Nach dem Qualifying von Saudi-Arabien verschob sich die Sicherheitsfrage am Samstag wieder vom politischen aufs sportliche Terrain: Ist der Jeddah Corniche Circuit zu gefährlich? Mick Schumachers Horror-Unfall führte eindrucksvoll vor Augen, wie schnell die Formel-1-Boliden auf dem Stadtkurs unterwegs, und wie nah die Mauern sind.

Das Sicht-Problem im Betonkanal ist hinlänglich bekannt. Auch das Rückversetzen einiger Mauern um knapp zwei Meter machte die Situation nicht besser. Die Formel-1-Generation 2022 mit ihren größeren Reifen und den Deflektoren über den Vorderrädern hat die Verbesserungen wieder aufgefressen. Bei Schumacher war es jedoch nicht die Sicht, die zu dem schlimmen Unfall führte.

Der Haas-Pilot blieb zwar unverletzt, wird aber heute in Saudi-Arabien nicht starten. Haas müsste ein komplett neues Auto aufbauen, damit Schumacher aus der Boxengasse starten kann. Teamchef Günther Haas will da nichts übers Knie brechen und möglicherweise sogar das nächste Rennen in Melbourne beeinträchtigen.

Schumacher: Zweiter großer Unfall in zwei Tagen

Viele stellten sich beim Schumacher-Crash die Frage, warum an dieser Stelle eine massive Betonmauer steht. Den türkischen Formel-2-Piloten Cem Bölükbasi erwischte es am Freitag an der gleichen Stelle in exakt der gleichen Weise. Er trug eine Gehirnerschütterung davon und konnte das Wochenende nicht bestreiten.

Das Problem liegt darin begründet, dass Berechnungen und die FIA-Datenbank derartige Unfälle an dieser Stelle für äußerst unwahrscheinlich halten. Eine sogenannte Safer-Barriere, wie sie an anderen Stellen der Strecke und vor allem auf US-Ovalen zum Einsatz kommt, hätte den Schumacher-Unfall kaum besser gemacht.

Die Safer-Barrieren wurden für spitze Aufprallwinkel entwickelt. Sie sorgen dafür, dass die Autos nicht zurück auf die Strecke geschleudert werden. Schumachers Haas aber krachte fast senkrecht in die Mauer.

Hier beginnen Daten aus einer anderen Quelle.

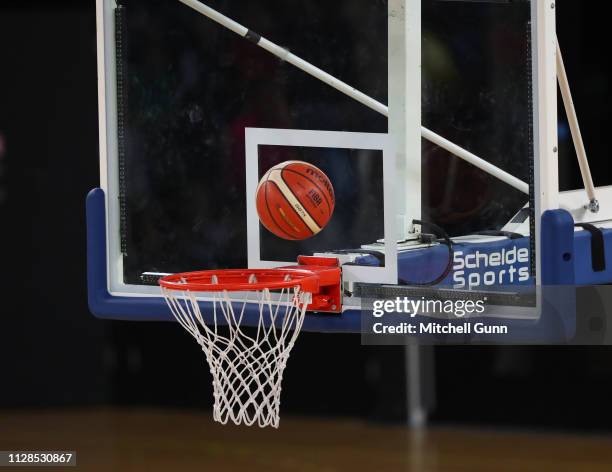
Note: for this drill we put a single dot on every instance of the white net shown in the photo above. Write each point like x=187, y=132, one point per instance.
x=246, y=363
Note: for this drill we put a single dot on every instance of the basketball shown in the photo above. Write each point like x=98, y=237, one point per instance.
x=295, y=200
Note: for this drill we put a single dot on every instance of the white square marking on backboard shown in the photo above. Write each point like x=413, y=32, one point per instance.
x=254, y=137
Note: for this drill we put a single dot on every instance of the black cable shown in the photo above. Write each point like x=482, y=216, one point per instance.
x=443, y=239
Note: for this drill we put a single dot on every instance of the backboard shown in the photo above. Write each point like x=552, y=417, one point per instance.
x=415, y=110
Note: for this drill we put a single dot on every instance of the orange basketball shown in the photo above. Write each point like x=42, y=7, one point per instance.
x=295, y=200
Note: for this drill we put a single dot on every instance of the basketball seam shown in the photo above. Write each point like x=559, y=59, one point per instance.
x=270, y=212
x=303, y=214
x=314, y=183
x=312, y=233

Eine Tecpro-Barriere hätte den Aufprall zumindest abgefedert. Allerdings hat eine Tecpro-Barriere bei 'normalen' Unfällen an dieser Stelle auch Nachteile. Die Autos können sich bei leichten Unfällen im spitzen Winkel verkeilen und werden dann auf die Strecke zurückgeworfen.

Die Betonmauer tut weh, erfüllt aber in Zusammenarbeit mit den extrem sicheren Formel-1-Autos ihren Zweck. Etwa 40 Zentimeter wurden die Betonklötze durch den Aufprall nach hinten verschoben.

Fahrer wegen Saudi-Arabien besorgt

Die FIA wird sich die Unfälle und die Streckensicherheit noch genauer ansehen. Kurzfristig wird es aber zumindest bei der Mauer keine Änderungen geben. Dafür könnte man über Nacht noch Anpassungen am Kerb vornehmen.

Das fordert zumindest McLaren-Pilot Lando Norris: "Mit diesen Autos gibt es im Kalender Kerbs, die man ändern muss - dieser Kerb ist einer davon. Es war schon in der Formel 2 offensichtlich. Diese Autos fahren auch sehr tief. Mit diesen Autos darf es einen so aggressiven Kerb bei diesen Geschwindigkeiten nicht geben. Auch der Winkel ist ungünstig. Etwas braucht nur ein bisschen schiefgehen und du hast einen schlimmen Unfall."

Norris fordert eine schnelle Reaktion am entsprechenden Kerb: "Ich denke, er muss für das Rennen angepasst werden." Teamkollege Daniel Ricciardo stimmt zu: "Weil diese Autos so viel tiefer sind, verzeiht dieser Kerb nichts. Wir wollen nicht, dass Dinge zu einfach werden, aber dort geht es zu weit."

Die Rennleitung plant aber nicht mit Änderungen an der Strecke. Einerseits seien ohnehin schon flache Kerbs verbaut, andererseits wolle man nicht ein Track-Limit-Problem heraufbeschwören. Norris aber warnt: "Im Rennen könnte es noch schlimmer werden, wenn man in verwirbelter Luft fährt und Untersteuern bekommt."